I’ll tell you what Harry Potter is–it’s a magical adventure of a boy who gives up everything for the people he loves. It’s the story of friendship and love and kindness and just being good. It’s being willing to love and protect. Every single page of Harry Potter is infused with love. The love of friends. First love. The love of adults towards the children in their lives. The love of families that we create from among our friends. It’s infused with a Mother’s love. I expect my next reading will have a different flavor since I’ll be reading it as a mother.
It makes me sad that some people won’t give it a chance. It makes me sad that somewhere out there it has been judged for including magic without ever realizing that Harry Potter is as much of an allegory as the Lion, the Witch, and The Wardrobe and the other tales of Narnia. (Which have one of the most beautiful explanations of the atonement I have ever read.) It also makes me bitterly jealous of every single child who picked up Harry Potter during this Renaissance of YA literature and got to read these books when they were children. I am jealous of every single person who gets to read them for the first time. I CAN NOT WAIT to read them aloud to my children. I would give a lot to be able to go back and read them again for the first time. And in celebration of Banned Books Week, I will venture into the series again. JK Rowling is a master of the craft and Harry Potter and the Order of the Phoenix is my favorite book of ALL TIME. To give you a bit of perspective, I’ve literally read thousands of books including many of the great classics.
JK Rowling dethroned Jane Austen for me. It still shocks me. I put myself to sleep imagining packing my trunk for Hogwarts. Oh, oh, oh, how I wish I could go to Hogwarts.
Speaking of things that are shocking to me, I have been told, to my face, that my book was pretty good except for the witchcraft in it. I have no doubt that my book, had it the popularity of Harry Potter, would be banned for the dark magic. Except, I was writing about sisterhood and loneliness and for the childhood self who couldn’t find enough books that spoke to her soul.
Every image in this blog post is a book that has been banned. A book that has been banned and a book that I LOVED. Every single one of these books is a book I’d give 5 stars to. These books left a flavor of their own in my mind. They’re books that spoke to my soul, blew my mind, made me think in a new way, and changed me forever. Thank Goodness for the writers who write despite the judgements of others. Thank goodness that people like Marjane and Anne wrote their stories so we can understand that not everyone is blessed with an American Entitled Middle Class Life. That some people have and deal with the most horrific of wickednesses.
Thank goodness for writers who need to write. To tell the stories that blossom in their minds and hearts. Thank goodness for writers like C.S. Lewis who didn’t just tell a wonderful story–he taught principles that can be difficult to understand. Thank goodness for JK Rowling who showed that even Dudley can recognize that his parents were unkind to Harry and finally learn to stand on his own. (Among a multitude of other beautiful things.) For J.R.R. Tolkein who wrote about Boromir and the path of repentance.
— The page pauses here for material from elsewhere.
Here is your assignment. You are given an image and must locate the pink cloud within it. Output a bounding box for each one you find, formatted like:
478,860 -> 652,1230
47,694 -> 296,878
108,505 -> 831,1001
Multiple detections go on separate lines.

For Victor Hugo who did the same with Jean Valjean. Thank goodness for writers who tell the stories of those who rise above their circumstances. For those who try to make the world a better place. For those who show the way so that their readers can imagine and perhaps enact similar changes in their own lives.
Thank goodness, just thank goodness, for writers.
Thank goodness for all the good they do. Books and writing and the art of storytelling is, in my firm opinion, one of the many gifts of God. In fact, excuse me for being super-Mormon here, but:
“Seek ye out of the best books words of wisdom; seek learning, even by study and also by faith.”
We can and do learn by both fiction and non-fiction. We can and are blessed by the best books. Don’t let anyone tell you what to read. Don’t let anyone choose your box. Choose a box. There is only so much time to read–read the best books.
And for goodness sake, read Harry Potter.